Epilogue
Lorsque Carmen se réveilla ce matin-là, sa fiancée était encore profondément endormie. La jeune femme sourit en regardant le beau visage pâle qui émergeait des draps, autour duquel ses cheveux bruns étaient répandus comme une formidable cascade. Sous les draps, sa poitrine se soulevait et s'abaissait lentement, au rythme de sa respiration régulière.
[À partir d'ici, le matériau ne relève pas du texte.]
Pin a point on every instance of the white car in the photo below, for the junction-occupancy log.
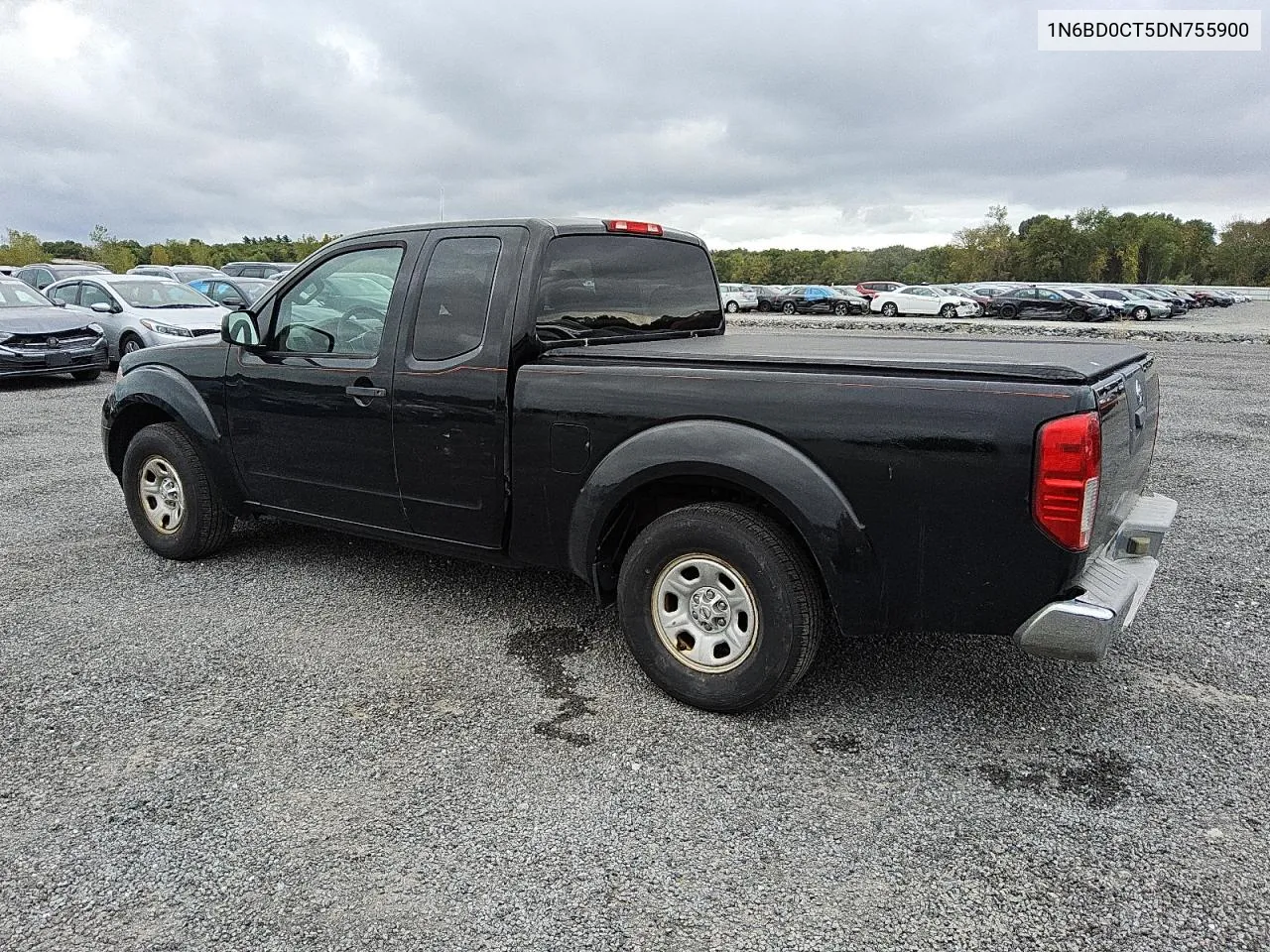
(140, 309)
(919, 298)
(738, 298)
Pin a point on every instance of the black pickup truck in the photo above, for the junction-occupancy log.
(563, 394)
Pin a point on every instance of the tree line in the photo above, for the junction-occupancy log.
(119, 254)
(1092, 245)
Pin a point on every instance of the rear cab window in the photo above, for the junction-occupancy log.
(606, 286)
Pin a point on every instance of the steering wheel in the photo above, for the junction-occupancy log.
(356, 322)
(308, 294)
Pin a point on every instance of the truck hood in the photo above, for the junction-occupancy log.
(1046, 361)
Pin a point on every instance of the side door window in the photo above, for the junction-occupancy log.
(340, 306)
(93, 295)
(454, 301)
(67, 294)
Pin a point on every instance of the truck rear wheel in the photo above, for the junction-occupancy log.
(720, 607)
(171, 498)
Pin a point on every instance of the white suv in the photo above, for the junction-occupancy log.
(738, 298)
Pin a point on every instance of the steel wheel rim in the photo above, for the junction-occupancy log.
(163, 497)
(705, 613)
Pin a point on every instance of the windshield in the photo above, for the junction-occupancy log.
(159, 294)
(19, 294)
(613, 285)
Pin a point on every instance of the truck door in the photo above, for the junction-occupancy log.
(449, 403)
(310, 416)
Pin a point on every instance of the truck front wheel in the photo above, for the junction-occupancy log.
(171, 498)
(720, 607)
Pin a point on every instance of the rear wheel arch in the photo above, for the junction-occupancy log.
(675, 465)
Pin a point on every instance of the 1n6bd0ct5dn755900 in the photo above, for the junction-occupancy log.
(563, 394)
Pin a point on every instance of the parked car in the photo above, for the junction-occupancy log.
(738, 298)
(730, 492)
(871, 289)
(257, 270)
(848, 291)
(1037, 302)
(767, 295)
(1139, 308)
(919, 298)
(1112, 307)
(816, 298)
(231, 293)
(140, 309)
(1211, 298)
(181, 273)
(1176, 306)
(40, 338)
(957, 291)
(41, 276)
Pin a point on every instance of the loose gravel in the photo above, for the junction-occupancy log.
(320, 743)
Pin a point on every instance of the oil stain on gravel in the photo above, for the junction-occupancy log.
(543, 653)
(1101, 777)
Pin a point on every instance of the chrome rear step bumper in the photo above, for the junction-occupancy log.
(1114, 584)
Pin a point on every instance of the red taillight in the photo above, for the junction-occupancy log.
(1066, 493)
(633, 227)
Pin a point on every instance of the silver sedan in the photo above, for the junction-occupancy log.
(139, 311)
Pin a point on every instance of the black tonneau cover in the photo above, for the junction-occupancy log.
(1017, 358)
Le soleil du matin, à travers les rideaux turquoise et translucides, projetait des reflets aquatique sur ce teint clair, aux lèvres rosées encore des baisers échangés la veille.
La jeune femme étouffa un baîllement et s'habilla sans bruit, enfilant la robe noire qu'elle s'était offerte, la veille, dans un petit magasin de la place que bordait la rue Trajan. Puis, elle ceint d'un bandeau également sombre ses boucles de chocolat, saisit son sac et ss ballerines, et partit en fermant la porte à clef.
"Oyé Carmen! Comme d'habitude?" demanda le patron de la Dulce Alianza de son accent madrilène marqué, et la jeune fille hocha la tête avec un sourire. Il lui tendit, dans un petit sac de papier rosé, les viennoiseries andalouses habituelles, et elle paya rapidement, rendue joyeuse par l'air frais des matins d'automne qui éclairent Almeria. En quittant la boutique, elle se promena un instant dans la Grande Avenue, à l'ombre de l'immense ficus centenaire, qui débouchait sur la Rambla. Là, elle rit de bon coeur lorsqu'un mime qui l'abordait disserta avec elle, dix minutes durant, d'un sujet auquel elle ne comprenait rien puisqu'elle ne connaissait pas lenguage des signes. Cependant, elle croisa le regard de la statue d'ivoire, et des frissons lui parcoururent l'échine. C'était une sculpture, taillée dans une pierre blanche et couverte d'ivoire, qui avait été offerte à la commune pendant les années franquistes pour une raison inconnue. Elle représentait une jolie jeune fille, pétrifiée dans un élan où le drapé de sa robe de pierre voletait, tournée vers le soleil. Erin avait toujours vécu dans cette ville, et ses connaissances appréciaient toutes la statue, pourtant ce visage mystérieux, figé dans la pierre aveuglée de soleil, l'effrayait toujours autant.
Lorsque la jeune femme entra dans leur appartement, sa fiancée était déjà habillée, se préparant un café au lait comme à son habitude. Elle sourit en reconnaissant l'habituel parfum de vanille qui flottait dans la pièce.
"Salut, je suis rentrée! sourit-elle en effleurant ses lèvres d'un baiser.
-Comment ça va mon amour? Bien dormi?
-Absolument. J'apporte le petit déjeuner. Dulce Alianza, comme d'habitude.
-Oh, tu me donnes faim! Au fait, Harry a appelé pendant que tu étais partie. Tu es libre pour sortir ce soir? Ils veulent retourner à leur bar suédois, tu sais, celui avec le yaourt grec écoeurant.
-Avec plaisir, ça faisait longtemps que je ne les avais pas vus. Et puis j'aime bien ce yaourt grec, moi...
-Merveilleux, oh et, c'est l'anniversaire de Sarah samedi, tu peux te libérer?
-Bien sûr mon ange. J'adore ta cousine, elle est vraiment adorable."
Alors, elle remarqua le poste de radio qui émettait de la musique classique, choix surprenant de la part de sa promise.
"Tu écoutes quoi?
-Ça? Oh, je suis tombée dessus en allumant la radio, et j'ai pas eu envie de changer c'est tout. C'est joli...
-Euh, si tu veux. Eh, amour, ça va? Tu as l'air triste.
-Moi? Ah non ça va, tout va bien. Tout va bien."
Lucie ferma les yeux et se laissait envelopper par le chant de la radio. Cette mélodie était étrangement familière, comme si elle l'avait déjà entendue très, très longtemps auparavant. Elle avait l'impression que cela lui évoquait quelque chose, comme un beau souvenir enfoui au fond de sa mémoire, mais impossible de se rappeler quoi.
C'était Le Voyage d'Hiver, de Schubert.